Leon Katz, director of bariatric surgery at Crozer Chester Medical Center, said he doubted insurers would hurry to offer the surgery to close to 30 million more people. "I think they will do absolutely anything and everything in their power to stall the process," he said.

Allergan also expects slow change. "We are anticipating upwards of two years for full reimbursement to be in place," spokeswoman Cathy Taylor said.

Don Liss, senior medical director at Independence Blue Cross, the Philadelphia region's dominant insurer, said his company would evaluate all the published data on surgery in thinner patients as well as guidelines from surgical groups and the National Institutes of Health after the FDA makes a decision. Typically, that process takes three to six months, he said.

Most Blue Cross plans cover weight-loss surgery, he said, though some employers decide to exclude it.

Liss said Lap-Band surgery was not to be taken lightly.

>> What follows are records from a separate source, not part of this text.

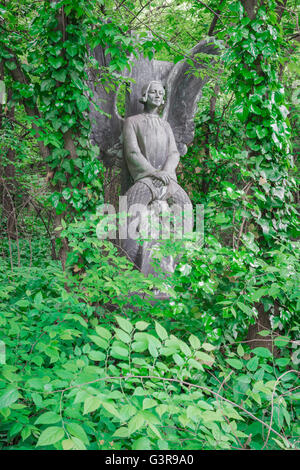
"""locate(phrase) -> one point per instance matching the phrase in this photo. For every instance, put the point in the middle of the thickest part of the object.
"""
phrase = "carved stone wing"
(184, 90)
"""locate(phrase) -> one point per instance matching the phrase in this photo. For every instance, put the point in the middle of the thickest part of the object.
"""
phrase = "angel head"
(153, 94)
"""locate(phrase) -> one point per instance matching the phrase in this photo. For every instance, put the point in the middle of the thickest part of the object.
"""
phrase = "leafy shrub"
(74, 381)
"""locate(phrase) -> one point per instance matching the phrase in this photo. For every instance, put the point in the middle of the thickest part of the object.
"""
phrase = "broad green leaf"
(103, 332)
(194, 342)
(77, 431)
(111, 408)
(282, 341)
(124, 324)
(161, 332)
(9, 397)
(135, 423)
(142, 443)
(50, 436)
(149, 403)
(122, 336)
(96, 356)
(91, 404)
(141, 325)
(252, 364)
(235, 363)
(204, 358)
(48, 418)
(262, 352)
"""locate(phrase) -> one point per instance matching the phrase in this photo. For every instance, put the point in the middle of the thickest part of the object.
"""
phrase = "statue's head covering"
(145, 90)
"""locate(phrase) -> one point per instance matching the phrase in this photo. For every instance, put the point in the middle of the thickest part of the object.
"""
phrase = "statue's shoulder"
(134, 119)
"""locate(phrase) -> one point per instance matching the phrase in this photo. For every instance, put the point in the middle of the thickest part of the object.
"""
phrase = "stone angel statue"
(149, 141)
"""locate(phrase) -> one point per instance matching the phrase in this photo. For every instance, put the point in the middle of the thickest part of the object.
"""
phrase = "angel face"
(155, 95)
(152, 96)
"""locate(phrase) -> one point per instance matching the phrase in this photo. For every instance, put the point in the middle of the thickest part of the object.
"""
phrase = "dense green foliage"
(87, 359)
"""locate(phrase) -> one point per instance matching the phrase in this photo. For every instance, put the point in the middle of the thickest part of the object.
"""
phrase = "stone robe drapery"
(149, 146)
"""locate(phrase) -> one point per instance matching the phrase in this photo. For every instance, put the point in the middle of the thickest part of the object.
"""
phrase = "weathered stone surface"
(183, 92)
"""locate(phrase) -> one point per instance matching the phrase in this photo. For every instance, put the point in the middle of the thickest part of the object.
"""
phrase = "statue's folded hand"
(163, 176)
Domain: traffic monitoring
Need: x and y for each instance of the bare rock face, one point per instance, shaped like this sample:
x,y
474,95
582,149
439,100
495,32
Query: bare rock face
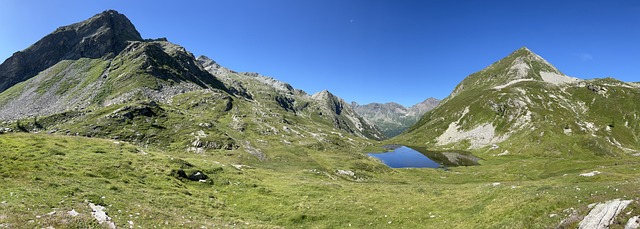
x,y
392,118
105,34
603,214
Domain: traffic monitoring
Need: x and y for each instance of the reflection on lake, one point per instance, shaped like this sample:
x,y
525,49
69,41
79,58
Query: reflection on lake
x,y
400,156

Though deaths are rare, about 1 percent of banding patients and 5 percent of bypass patients have serious complications during the first 30 days, according to the American Society for Metabolic and Bariatric Surgery.

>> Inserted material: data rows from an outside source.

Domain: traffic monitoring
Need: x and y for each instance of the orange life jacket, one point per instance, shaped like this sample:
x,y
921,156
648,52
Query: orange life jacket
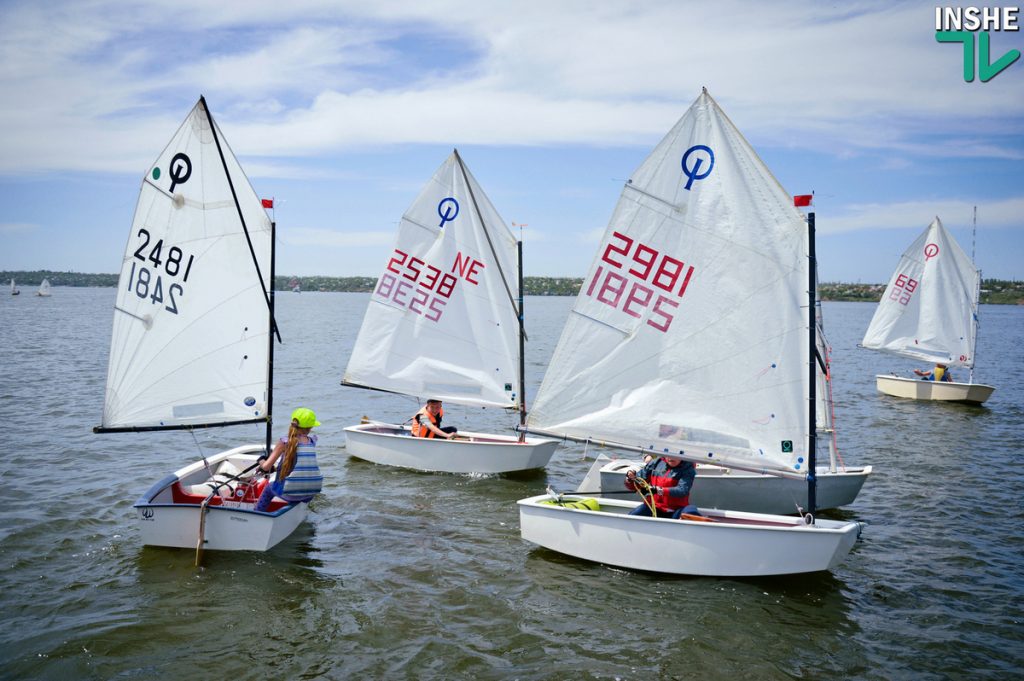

The bands can slip, requiring further surgery. And patients can still overeat. "The lifestyle changes that one needs to adhere to to make it work are pretty significant," Liss said.

Tom Wadden, director of the Center for Weight and Eating Disorders at the University of Pennsylvania, said he supported the idea of giving more obese people the option of surgery. But, he said, the cost could be high for a country already struggling to pay its health-care bills.

"There's just no question that we can't treat our way out of the obesity epidemic," he said. Preventing obesity makes more sense, he said.

According to the bariatric surgery society, 220,000 morbidly obese people had bariatric, or weight-loss, surgery in 2009. Fifteen million people are morbidly obese.

Samuel Wasser, a bariatric surgeon at Lourdes Medical Center Burlington County, said he sees a patient a week who wants surgery but is too thin to qualify. Crozer hears from two or three a month.

Area surgeons said gastric bypass remained the most common weight-loss procedure and the one that gets the largest, longest-lasting results. It reduces the stomach from the size of a football to a golf ball, the surgery society says. The smaller stomach is attached to the middle of the small intestine, bypassing its first two sections.

An advantage of adjustable gastric banding is that it's reversible, but a downside is that it requires frequent adjustments. Patients lose less weight with this procedure and gain more of it back, but they still lose enough to improve health, surgeons said.

A procedure growing in popularity is vertical-sleeve gastrectomy, which uses staples to make a smaller stomach. It now constitutes up to 20 percent of bariatric procedures at Penn and about 10 percent at Lourdes.

Last month, an FDA panel also recommended approval for Contrave, a new diet drug with modest results. Wadden thinks Qnexa, a more effective drug that the FDA rejected in October, still has a shot at approval. There are concerns about side effects with both, said Wadden, a consultant to the makers of both drugs.

Wadden and colleague David Sarwer are studying chemical changes in the body after bariatric surgery. Wadden said there was evidence that changing the path food takes with bypass surgery created chemical changes in the body that affected appetite and insulin production. Surgeons report almost immediate improvement in blood sugar for diabetics, even before much weight is lost. Because they lose weight, Lap-Band patients also see improvement in diabetes but don't report the appetite change.

According to the surgery society, stomach bypass resolves Type 2 diabetes in almost 90 percent of patients, compared with 73 percent for band surgery.

In one study, Wadden's group will look at how patients with diabetes and lower BMIs respond to diet and exercise, Lap-Band surgery, and bypass surgery.

Debra Jenkins, a 58-year-old Philadelphia woman with a BMI of 33, had Lap-Band surgery as part of that study on Dec. 23.

She is on seven medicines for diabetes, sleep apnea, high cholesterol, high blood pressure, and acid reflux.

"Hopefully, this diabetes will just dissipate and I will be a happy camper," she said. "I will stick to my diet. I am so excited about this."